A top Ukrainian official on recently outlined a series of steps the government in Kyiv would take after the country reclaims control of Crimea, including dismantling the strategic bridge that links the seized Black Sea peninsula to Russia.
Oleksiy Danilov, the secretary of Ukraine’s National Security and Defense Council, published the plan as Ukraine’s military prepares for a spring counteroffensive in hopes of making new, decisive gains after more than 13 months of war to end Russia’s full-scale invasion.
Moscow annexed Crimea from Ukraine in 2014, but most of the world does not recognize it as Russian territory. The peninsula’s future status will be a key feature in any negotiations on ending the current fighting.
The Kremlin has demanded that Ukraine recognize Russia’s sovereignty over Crimea and acknowledge other land gains made by Moscow as a condition for peace. Kyiv has ruled out any peace talks with Moscow until Russian troops leave all occupied territories, including Crimea.
Danilov suggested prosecuting Ukrainians who worked for the Moscow-appointed administration in Crimea, adding that some would face criminal charges and others would lose government pensions and be banned from public jobs.
All Russian citizens who moved to Crimea after 2014 should be expelled, and all real estate deals made under Russian rule nullified, Danilov wrote on Facebook.
As part of the plan, he also called for dismantling a 19-kilometer (12-mile) bridge that Russia built to Crimea. In October, a truck bomb severely damaged the bridge, which is Europe’s longest and a symbol of Moscow’s conquest of the peninsula.
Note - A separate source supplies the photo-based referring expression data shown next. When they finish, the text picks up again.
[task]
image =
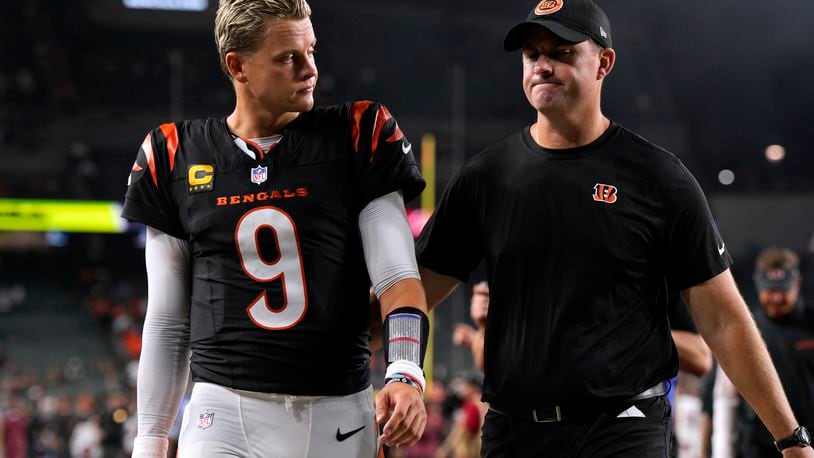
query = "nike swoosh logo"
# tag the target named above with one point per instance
(342, 436)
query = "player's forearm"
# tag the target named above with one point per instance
(723, 319)
(405, 293)
(436, 286)
(162, 377)
(751, 371)
(694, 356)
(164, 361)
(742, 355)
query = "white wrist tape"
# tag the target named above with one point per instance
(408, 369)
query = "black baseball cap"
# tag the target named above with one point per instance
(572, 20)
(776, 279)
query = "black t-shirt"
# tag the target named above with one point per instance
(790, 342)
(581, 246)
(279, 284)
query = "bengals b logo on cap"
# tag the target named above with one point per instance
(605, 193)
(548, 7)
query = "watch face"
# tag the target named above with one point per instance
(805, 436)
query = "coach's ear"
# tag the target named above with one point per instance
(607, 57)
(235, 63)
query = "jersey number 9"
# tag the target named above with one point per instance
(287, 267)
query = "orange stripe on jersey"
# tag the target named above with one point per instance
(356, 112)
(147, 146)
(171, 134)
(382, 116)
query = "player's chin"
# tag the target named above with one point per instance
(303, 102)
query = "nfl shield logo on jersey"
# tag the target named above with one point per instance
(259, 174)
(205, 419)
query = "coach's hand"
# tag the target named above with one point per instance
(796, 452)
(400, 407)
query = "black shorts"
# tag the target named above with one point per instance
(643, 434)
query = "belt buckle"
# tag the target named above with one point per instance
(553, 420)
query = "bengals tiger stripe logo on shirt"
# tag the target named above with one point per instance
(605, 193)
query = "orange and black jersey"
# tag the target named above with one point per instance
(279, 284)
(583, 247)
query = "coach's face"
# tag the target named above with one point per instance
(559, 75)
(282, 73)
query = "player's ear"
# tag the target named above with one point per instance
(607, 57)
(235, 63)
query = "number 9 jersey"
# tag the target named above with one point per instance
(279, 284)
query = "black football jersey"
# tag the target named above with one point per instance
(279, 284)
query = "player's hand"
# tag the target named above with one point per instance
(150, 447)
(400, 407)
(462, 335)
Russia has repaired the damaged section of the bridge and restored the flow of supplies to Crimea, which has been a key hub for the Russian military during the war. Moscow blamed Ukrainian military intelligence for the attack. Kyiv did not claim responsibility, but Ukrainian officials had repeatedly threatened to strike the bridge in the past.
Danilov also argued for renaming the city of Sevastopol, which has been the main base for the Russian Black Sea Fleet since the 19th century. He said it could be called Object No. 6 before the Ukrainian parliaments chooses another name, suggesting Akhtiar after a village that once stood where the city is now.
Danilov published his plan as Ukrainian troops prepared to use newly supplied Western weapons, including dozens of battle tanks, to break through Russian defenses and reclaim occupied areas in a counteroffensive expected as early as this month.
Russian troops are trying to capture the key Ukrainian stronghold of Bakhmut as part of their efforts to take all of Donetsk province, which is part of Ukraine’s eastern industrial heartland of the Donbas. The 8-month campaign for Bakhmut is the longest and potentially deadliest battle of the war.
Since Russia’s full-scale invasion of Ukraine on February 24, 2022, the war has destroyed entire cities and killed tens of thousands of people.
Ukrainian Sports Minister Vadym Huttsait, reaffirming Kyiv’s call to bar Russia from the Olympics, said the death toll included 262 Ukrainian athletes.
They include Vitalii Merinov, a four-time world kickboxing champion. Merinov, who had joined the Ukrainian armed forces, died Friday of wounds sustained in action, according to the mayor of the western city of Ivano-Frankivsk.